Even as Intel (INTC) tries to catch up in the mobile phone market, Qualcomm is attacking on other fronts. While Intel has been busy serving traditional PC markets, Qualcomm has begun targeting the many new smaller computers now tempting consumers, including smartbooks and netbooks. Qualcomm's chips are under the hood of new machines from Hewlett-Packard (HPQ) and Lenovo (LNVY). "Intel and Qualcomm are on a collision course," says Flint Pulskamp, an analyst at research firm IDC.
Both companies are looking to regain momentum after revenue declines during the recession. Qualcomm's revenues dropped 7% for the fiscal year ending in September, to $10.4 billion, while Intel's revenues are expected to slide 8% for 2009, to $34.7 billion, according to consensus estimates from Bloomberg.
Intel spokesman Bill Calder says the company sees robust demand for its Atom chips, which are designed for use in scaled-down computers and mobile devices. "We've shipped well in excess of 40 million Atom chips in netbooks and have over 80 design wins from every major [equipment maker]," he says.
Qualcomm's big bet is on Snapdragon, the chip in the Nexus One. The company predicts that the chip eventually will be used in more than 40 devices made by 17 manufacturers. "Over the last two or three years, the partners that we deal with are new," says Steve Mollenkopf, a Qualcomm executive vice-president. "It used to be the phone guys. Now it's consumer electronics and phone guys."
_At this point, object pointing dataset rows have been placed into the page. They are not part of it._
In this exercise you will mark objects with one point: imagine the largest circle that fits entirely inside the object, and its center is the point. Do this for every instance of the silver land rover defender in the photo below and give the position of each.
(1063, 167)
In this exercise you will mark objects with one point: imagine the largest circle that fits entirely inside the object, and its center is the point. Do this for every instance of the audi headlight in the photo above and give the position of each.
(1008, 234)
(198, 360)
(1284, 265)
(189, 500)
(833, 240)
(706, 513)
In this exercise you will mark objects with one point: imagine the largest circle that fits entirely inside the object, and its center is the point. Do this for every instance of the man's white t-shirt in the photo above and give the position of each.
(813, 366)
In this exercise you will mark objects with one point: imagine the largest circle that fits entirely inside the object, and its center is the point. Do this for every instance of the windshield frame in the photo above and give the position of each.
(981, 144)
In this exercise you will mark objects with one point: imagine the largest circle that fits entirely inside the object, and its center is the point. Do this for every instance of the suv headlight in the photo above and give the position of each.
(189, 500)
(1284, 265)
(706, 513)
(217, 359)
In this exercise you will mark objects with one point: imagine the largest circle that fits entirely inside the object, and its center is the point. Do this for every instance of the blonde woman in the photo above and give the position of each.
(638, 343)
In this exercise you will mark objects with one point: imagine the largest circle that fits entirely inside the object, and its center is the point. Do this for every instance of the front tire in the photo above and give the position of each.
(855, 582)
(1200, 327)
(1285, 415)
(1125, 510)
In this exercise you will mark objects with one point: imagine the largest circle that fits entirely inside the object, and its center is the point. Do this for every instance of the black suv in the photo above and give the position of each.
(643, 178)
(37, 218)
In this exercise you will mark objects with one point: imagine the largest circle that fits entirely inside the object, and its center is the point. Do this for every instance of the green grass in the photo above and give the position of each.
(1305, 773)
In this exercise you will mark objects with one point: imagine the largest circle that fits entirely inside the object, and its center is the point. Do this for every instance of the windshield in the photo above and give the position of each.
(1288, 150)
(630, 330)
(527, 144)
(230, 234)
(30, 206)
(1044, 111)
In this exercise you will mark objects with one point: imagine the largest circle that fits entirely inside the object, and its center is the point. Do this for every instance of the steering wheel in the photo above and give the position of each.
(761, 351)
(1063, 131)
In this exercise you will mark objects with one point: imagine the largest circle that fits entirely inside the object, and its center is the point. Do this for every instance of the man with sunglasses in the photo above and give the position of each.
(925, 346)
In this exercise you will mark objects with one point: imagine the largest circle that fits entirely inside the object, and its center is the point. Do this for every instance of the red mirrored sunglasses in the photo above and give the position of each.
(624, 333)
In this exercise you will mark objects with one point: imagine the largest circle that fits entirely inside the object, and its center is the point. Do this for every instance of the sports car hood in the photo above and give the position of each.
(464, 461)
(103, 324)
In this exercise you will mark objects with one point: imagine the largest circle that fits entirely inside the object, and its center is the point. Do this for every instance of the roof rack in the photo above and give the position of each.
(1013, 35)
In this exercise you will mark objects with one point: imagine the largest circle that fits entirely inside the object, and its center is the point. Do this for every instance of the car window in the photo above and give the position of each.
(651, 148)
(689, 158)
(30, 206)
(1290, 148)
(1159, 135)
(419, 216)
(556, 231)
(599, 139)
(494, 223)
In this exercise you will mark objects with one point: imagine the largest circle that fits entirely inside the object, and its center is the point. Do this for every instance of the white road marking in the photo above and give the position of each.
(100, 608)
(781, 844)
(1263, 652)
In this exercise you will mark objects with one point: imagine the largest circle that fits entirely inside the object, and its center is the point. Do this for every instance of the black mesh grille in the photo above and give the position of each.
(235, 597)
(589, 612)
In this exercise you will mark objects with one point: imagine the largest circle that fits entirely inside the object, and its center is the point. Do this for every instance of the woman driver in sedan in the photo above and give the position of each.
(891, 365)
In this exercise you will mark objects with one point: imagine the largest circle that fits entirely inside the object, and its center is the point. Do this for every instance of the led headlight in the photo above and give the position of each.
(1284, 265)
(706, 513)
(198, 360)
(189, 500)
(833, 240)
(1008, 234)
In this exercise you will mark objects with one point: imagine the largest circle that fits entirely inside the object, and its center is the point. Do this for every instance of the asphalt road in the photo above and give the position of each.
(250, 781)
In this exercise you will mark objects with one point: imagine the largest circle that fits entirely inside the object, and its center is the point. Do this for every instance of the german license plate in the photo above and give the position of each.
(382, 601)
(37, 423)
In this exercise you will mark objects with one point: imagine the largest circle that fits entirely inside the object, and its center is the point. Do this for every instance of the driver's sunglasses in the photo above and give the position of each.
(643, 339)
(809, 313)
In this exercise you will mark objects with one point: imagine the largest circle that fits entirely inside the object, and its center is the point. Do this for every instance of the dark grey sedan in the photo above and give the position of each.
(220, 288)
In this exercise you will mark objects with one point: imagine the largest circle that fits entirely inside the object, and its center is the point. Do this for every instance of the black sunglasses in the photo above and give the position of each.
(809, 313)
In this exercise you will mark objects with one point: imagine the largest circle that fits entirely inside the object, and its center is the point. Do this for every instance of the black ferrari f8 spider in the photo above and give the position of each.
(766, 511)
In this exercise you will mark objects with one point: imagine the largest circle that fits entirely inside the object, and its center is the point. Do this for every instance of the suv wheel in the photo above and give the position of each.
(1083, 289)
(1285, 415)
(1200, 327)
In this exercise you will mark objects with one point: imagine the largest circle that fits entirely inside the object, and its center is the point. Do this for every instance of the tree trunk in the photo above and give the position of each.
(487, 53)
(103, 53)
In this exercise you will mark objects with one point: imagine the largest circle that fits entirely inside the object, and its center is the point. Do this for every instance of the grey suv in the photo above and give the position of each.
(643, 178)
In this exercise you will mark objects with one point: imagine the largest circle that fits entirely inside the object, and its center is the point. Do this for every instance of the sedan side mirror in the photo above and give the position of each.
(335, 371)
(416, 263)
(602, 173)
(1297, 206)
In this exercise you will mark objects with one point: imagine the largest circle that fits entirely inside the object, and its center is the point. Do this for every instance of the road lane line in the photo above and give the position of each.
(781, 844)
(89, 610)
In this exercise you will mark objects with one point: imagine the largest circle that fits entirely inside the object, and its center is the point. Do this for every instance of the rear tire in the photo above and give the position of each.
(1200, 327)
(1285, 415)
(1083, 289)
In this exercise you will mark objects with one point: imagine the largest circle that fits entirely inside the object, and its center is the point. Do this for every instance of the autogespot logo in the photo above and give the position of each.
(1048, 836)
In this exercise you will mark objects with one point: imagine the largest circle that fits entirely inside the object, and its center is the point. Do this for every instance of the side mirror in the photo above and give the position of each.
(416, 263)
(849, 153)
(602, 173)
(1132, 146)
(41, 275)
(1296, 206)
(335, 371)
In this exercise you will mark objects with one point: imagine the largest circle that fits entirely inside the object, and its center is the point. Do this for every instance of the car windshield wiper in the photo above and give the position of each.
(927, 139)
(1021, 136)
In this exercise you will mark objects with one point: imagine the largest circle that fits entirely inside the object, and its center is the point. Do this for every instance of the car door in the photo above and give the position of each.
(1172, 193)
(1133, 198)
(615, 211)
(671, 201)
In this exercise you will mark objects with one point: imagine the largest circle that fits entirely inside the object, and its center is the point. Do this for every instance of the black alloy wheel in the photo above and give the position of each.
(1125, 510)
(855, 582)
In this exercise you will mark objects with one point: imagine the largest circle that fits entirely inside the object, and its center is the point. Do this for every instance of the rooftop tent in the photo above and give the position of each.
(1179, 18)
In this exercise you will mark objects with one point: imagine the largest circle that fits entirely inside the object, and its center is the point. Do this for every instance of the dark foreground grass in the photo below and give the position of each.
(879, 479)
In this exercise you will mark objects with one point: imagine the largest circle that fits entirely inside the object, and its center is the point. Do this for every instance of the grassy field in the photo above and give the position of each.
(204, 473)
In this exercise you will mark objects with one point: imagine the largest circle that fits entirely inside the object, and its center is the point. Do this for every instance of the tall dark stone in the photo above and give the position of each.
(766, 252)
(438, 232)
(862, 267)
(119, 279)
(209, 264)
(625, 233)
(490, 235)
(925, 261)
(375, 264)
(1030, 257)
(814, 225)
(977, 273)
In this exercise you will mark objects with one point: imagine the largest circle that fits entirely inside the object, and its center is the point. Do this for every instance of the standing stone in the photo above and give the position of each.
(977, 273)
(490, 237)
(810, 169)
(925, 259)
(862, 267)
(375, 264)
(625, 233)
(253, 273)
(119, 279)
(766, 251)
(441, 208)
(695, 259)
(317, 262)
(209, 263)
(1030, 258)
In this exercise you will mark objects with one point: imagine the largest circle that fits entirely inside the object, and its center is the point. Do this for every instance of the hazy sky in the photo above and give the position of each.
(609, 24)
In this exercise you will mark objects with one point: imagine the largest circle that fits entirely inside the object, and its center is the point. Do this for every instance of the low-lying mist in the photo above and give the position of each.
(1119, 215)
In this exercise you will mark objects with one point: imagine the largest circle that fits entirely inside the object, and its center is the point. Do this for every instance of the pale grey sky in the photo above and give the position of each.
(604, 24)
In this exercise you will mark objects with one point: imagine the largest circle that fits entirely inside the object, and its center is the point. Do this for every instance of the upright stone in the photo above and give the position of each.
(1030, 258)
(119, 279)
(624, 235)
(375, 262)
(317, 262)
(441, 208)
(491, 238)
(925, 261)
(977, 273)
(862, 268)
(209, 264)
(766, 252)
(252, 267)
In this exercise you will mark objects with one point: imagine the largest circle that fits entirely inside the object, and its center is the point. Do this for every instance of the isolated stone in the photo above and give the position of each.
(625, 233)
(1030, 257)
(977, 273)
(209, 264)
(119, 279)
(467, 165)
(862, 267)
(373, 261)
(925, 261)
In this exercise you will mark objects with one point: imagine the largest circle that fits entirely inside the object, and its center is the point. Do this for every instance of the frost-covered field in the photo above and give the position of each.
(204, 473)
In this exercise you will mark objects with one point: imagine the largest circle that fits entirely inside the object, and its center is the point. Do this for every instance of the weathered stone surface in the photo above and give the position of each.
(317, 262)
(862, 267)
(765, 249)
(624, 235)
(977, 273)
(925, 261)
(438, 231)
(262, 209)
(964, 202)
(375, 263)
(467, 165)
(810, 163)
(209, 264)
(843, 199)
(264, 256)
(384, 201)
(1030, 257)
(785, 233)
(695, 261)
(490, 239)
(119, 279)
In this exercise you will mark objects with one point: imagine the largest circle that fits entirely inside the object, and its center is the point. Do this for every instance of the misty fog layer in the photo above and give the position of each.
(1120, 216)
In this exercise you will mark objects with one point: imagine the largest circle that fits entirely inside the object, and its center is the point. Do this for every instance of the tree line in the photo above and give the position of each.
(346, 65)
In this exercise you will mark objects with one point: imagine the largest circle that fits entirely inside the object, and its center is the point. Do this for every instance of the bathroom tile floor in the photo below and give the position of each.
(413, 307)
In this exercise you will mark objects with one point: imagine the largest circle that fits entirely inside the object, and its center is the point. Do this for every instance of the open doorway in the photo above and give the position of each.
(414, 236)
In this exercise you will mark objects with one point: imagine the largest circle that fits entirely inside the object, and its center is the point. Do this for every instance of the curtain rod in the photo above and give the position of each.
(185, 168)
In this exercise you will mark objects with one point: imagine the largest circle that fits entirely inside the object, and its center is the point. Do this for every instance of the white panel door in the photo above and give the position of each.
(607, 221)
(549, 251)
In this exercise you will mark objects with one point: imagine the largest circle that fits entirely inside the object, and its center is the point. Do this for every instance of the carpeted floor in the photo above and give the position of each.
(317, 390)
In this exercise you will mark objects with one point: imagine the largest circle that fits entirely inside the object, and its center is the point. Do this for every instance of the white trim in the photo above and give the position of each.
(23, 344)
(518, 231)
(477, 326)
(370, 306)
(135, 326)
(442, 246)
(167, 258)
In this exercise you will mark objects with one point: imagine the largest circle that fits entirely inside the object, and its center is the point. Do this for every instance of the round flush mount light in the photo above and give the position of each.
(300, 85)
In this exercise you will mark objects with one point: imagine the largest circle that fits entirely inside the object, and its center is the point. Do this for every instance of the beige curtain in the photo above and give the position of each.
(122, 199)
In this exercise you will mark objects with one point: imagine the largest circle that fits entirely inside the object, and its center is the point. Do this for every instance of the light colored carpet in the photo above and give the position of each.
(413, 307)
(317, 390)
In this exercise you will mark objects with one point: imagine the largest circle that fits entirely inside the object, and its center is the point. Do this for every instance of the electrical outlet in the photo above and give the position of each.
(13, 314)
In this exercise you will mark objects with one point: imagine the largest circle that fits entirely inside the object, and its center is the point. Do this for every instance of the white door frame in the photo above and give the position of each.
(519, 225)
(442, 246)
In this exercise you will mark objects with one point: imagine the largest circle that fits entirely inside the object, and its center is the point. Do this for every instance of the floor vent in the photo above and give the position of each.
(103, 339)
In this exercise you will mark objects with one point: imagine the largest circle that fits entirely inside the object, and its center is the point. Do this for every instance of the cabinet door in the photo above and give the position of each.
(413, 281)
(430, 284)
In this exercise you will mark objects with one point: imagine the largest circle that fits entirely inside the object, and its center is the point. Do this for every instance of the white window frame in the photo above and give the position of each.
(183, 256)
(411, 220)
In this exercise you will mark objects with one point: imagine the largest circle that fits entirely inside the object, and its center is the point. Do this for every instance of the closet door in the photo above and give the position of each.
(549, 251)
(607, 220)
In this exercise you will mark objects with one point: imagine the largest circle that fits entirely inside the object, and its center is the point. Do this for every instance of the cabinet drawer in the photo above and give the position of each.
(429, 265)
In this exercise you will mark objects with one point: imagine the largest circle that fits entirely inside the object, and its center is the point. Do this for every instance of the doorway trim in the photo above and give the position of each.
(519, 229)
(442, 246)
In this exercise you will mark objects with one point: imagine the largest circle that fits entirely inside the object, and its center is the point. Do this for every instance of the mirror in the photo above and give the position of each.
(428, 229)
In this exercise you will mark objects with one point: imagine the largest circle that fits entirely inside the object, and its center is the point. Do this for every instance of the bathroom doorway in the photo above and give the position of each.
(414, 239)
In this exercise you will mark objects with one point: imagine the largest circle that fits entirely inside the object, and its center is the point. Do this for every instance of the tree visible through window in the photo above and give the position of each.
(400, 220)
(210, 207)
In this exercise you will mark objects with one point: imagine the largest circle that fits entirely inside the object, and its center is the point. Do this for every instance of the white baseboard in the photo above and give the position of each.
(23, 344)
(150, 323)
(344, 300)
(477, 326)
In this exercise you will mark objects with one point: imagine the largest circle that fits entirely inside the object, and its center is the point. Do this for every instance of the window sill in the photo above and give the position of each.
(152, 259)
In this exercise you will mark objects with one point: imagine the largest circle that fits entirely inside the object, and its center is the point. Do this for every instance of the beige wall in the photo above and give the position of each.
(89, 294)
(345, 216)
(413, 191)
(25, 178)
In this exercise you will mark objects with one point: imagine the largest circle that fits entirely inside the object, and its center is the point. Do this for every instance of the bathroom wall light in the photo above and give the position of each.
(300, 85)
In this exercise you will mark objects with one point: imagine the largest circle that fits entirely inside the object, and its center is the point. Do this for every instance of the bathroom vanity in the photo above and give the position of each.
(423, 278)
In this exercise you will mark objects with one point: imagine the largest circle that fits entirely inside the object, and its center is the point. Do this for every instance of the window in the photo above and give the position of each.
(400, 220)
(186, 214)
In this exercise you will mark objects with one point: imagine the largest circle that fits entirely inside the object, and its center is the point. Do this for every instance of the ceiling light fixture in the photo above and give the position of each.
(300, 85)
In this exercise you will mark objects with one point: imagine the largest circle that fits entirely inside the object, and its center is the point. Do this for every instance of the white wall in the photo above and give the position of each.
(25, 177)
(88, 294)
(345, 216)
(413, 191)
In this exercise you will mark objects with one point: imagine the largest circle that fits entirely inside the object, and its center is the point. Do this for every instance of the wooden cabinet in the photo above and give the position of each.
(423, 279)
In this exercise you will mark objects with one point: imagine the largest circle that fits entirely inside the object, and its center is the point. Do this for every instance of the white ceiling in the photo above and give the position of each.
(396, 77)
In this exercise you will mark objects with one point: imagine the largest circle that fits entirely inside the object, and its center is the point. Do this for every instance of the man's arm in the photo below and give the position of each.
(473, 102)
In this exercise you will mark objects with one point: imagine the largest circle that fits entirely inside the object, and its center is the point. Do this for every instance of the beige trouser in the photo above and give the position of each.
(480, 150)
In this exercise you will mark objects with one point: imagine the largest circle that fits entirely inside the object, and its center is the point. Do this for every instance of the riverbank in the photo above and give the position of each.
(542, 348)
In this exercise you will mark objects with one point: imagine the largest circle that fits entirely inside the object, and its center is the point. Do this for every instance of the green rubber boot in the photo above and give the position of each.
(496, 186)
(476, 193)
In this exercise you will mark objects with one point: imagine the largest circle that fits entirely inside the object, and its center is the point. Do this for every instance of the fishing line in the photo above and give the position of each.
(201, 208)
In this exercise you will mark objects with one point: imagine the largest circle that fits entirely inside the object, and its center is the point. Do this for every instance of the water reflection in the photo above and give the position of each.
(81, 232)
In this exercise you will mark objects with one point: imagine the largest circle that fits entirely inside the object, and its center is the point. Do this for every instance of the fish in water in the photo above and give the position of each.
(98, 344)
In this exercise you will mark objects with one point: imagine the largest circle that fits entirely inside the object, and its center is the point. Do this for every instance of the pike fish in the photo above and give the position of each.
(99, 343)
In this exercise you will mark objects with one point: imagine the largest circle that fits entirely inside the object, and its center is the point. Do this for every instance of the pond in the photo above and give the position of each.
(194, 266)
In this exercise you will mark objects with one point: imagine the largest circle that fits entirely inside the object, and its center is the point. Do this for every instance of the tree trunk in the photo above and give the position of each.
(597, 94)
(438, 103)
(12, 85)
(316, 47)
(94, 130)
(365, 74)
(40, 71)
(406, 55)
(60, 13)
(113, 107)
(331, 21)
In the first half of the year, Qualcomm plans to introduce faster versions of Snapdragon, almost closing the performance gap with some Intel processors. Analysts think that Apple, which now uses Samsung chips in its iPhone, may also begin using Qualcomm chips in some devices. "The last smartphone holdout, Apple, will embrace [Qualcomm] this year," wrote Brian Modoff of Deutsche Bank in a Jan. 7 report.
Bolstering Qualcomm's assault on the chip market is the growing acceptance of the ARM technology in many of its chips. Created by ARM Holdings (ARMH) in Britain, the technology is used in chips primarily powering cell phones and, more recently, smartbooks, which are a bit smaller than netbooks. The number of smartbooks powered by ARM chips is expected to exceed the number of netbooks using chips from Intel and Advanced Micro Devices (AMD) by 2013, according to IDC. Marvell Technology (MRVL), Nvidia, Freescale Semiconductor, (FJL) and Texas Instruments also use chip technology developed by ARM.
Intel says it's confident that demand for its chips will remain buoyant. "We've heard a lot about ARM-based netbooks for more than a year. But today it's very limited in what you can buy in the market," says Calder.
Intel, of course, has tremendous resources, including boatloads of cash that it has used in the past to leave rivals like AMD behind. On Jan. 4, the company unveiled its next-generation Atom processor and said it will be used in notebook designs from companies including Asus, Acer, and Dell (DELL). Intel has high hopes for cell-phone chips, too.
It is collaborating on mobile devices with Nokia (NOK), the world's largest maker of cell phones, and in early January showcased Moorestown chips in a phone by South Korea's LG. "Intel has deep pockets," Pulskamp says. "You never underestimate Intel."